Grumble... Go take a look at Apple's description of the G5 architecture before spouting.. Here's the relevant lines:
- Each PowerPC G5 processor has its own dedicated 1GHz bidirectional interface to the system controller for a mind-boggling 16GB per second of total bandwidth -- more than twice the 6.4-GBps maximum bandwidth of Pentium 4-based systems using the latest PC architecture
- 800MHz HyperTransport interconnects for a maximum throughput of 3.2GB per second.
Apple uses the same basic memory set-up as the AMD Opteron.Thanks for the pointer. Now, about that "most cost effective" bit? Compared to what? At retail prices?
I have been sitting here by my 1100 node G5 cluster trying to copy a 17.6 MB file for the last 20 minutes. It is so freaking slow now that I only get 44% efficiency. On my 1.5 Ghz P3 I would be able to do this in under 20 seconds. .....
I'm about as far from a Mac basher as you can get, but you are completely off-base.
ECC can *detect* two-bit errors, and can *repair* single-bit errors. ECC memory is *not* the same as parity memory!
And ECC is not designed to catch "bad" memory, it is designed to handle bit errors that occur naturally with "good" memory.
All memory has a bit-error rate, which is incredibly low. However, given a system with gigabytes of RAM, you can expect a bit error every couple of days. Hopefully this error will be in an area that is non-criticle, but multiply this by a thousand or so processors, and there is a real risk.
And, since your message was so inflammatory, how about you do some f*cking research before you spout off next time...

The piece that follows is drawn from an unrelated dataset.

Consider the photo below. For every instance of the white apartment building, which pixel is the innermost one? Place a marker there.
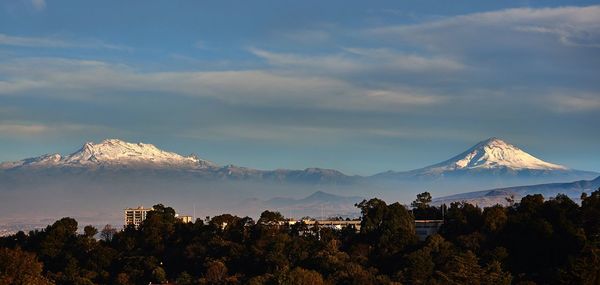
(135, 216)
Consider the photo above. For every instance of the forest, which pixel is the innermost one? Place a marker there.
(532, 241)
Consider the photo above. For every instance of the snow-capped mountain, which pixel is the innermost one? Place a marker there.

Is the things you can find out by looking at the whole list.
Like...
The highest rated "classified" computer in the US is only at #44, a Cray with 1900 processors that clocks in at "only" 1166 GFlops. One can assume that it resides at NSA. Does anyone really believe that NSA would be using such a relatively "slow" supercomputer. Piffle. The faster ones are probably so classifed that no one without a very high security clearance even knows they were built.
Avon Products apparently has a supercomputer that can do 277 GFlops (#456 on the list). Just what on God's Green Earth does Avon need with a supercomputer that makes the Top 500? Studying flow patterns in cosmetics? Data mining the Avon Ladies? Kinda makes you wonder, doesn't it?

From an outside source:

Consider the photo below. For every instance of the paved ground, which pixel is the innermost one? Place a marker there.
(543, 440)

BMW apparently spends a whole lot of money on HP super computers, with 12 on the list (unless I missed any--#'s 225, 243, 244, 322, 323, 324, 331, 342, 417, 418, 429, and 485), with a combined processing power of 4188.6 GFlops, and that was all installed in the past three years. With all that power, they still couldn't figure out that an embedded Windows OS for their flagship car was a bad idea...maybe they need to kick the F1 team off the supercomputers for a while and let the production car guys in...

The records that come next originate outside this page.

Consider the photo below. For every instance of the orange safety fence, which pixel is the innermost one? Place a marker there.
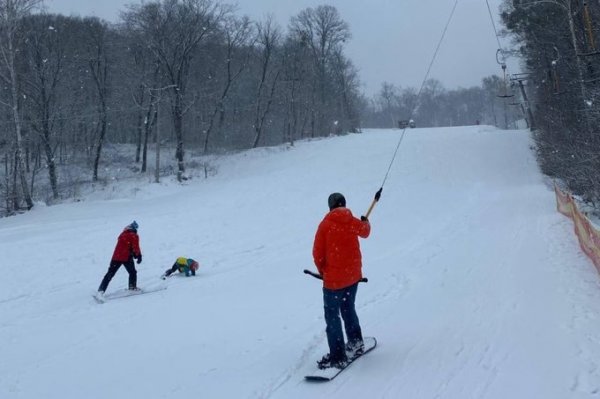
(589, 237)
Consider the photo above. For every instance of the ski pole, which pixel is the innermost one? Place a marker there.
(375, 200)
(317, 275)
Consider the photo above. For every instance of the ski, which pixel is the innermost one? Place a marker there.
(328, 374)
(124, 293)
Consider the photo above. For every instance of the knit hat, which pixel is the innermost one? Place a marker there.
(336, 200)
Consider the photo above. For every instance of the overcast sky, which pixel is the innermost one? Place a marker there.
(392, 40)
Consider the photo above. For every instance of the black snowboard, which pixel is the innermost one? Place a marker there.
(330, 373)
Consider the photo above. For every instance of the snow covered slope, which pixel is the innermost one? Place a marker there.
(477, 286)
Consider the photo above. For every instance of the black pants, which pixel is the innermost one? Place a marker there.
(336, 303)
(112, 269)
(172, 270)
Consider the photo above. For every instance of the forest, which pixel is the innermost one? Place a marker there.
(175, 78)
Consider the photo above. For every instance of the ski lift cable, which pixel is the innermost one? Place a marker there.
(416, 103)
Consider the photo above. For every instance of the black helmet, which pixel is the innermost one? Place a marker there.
(336, 200)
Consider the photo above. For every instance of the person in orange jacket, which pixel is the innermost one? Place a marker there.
(127, 248)
(337, 256)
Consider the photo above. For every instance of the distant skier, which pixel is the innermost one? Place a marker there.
(336, 253)
(127, 248)
(183, 265)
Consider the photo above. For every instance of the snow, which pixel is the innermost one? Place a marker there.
(477, 287)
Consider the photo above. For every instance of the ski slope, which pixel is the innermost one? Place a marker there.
(477, 287)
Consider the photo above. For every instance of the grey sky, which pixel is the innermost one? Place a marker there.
(392, 40)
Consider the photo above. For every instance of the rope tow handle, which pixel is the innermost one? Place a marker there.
(364, 279)
(375, 200)
(317, 275)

Err, Apple's G5 and the AMD Opteron don't have an even remotely related memory setup. The G5 looks a lot more like the AthlonXP and AthlonMP setups. The Opteron has an integrated 128-bit wide DDR memory controller, connects multiple CPUs directly through cache-coherent Hyptertransport links, and uses additional 32-bit, 1600MT/s HT links (3.2GB/s in each direction) to connect the CPU directly to the I/O chips.
The Powermac G5 uses up to 1GT/s, 64-bit wide version of IBM's Elastic I/O bus to connect each processor to a memory controller chip, which in turn has a pair of 64-bit wide DDR memory controllers. These buses are also shared for the processors I/O needs, which are passed over a 800MT/s, 16-bit wide hypertransport link to the PCI-X controller.
As for the width and speed of the Hypertransport links, Apple is very confusing on this front. In the document you linked they say "two bidirectional 16-bit, 800MHz HyperTransport interconnects for a maximum throughput of 3.2GB per second." In their PowerMac G5 Tech Specs PDF they say "two bidirectional 800MHz HyperTransport interconnects for a maximum throughput of 1.6 GBps." So which is it? And just what bandwidth are they measuring?
The PowerMac does indeed have two separate bi-directional Hypertransport links, the first connects the memory and processor controller chip to the PCI-X controller, and the second goes from the PCI-X controller to the extra I/O chips. It seems to me like the page you quoted is ADDING the bandwidth of the two daisy-chained hypertransport links, which would be TOTALLY incorrect.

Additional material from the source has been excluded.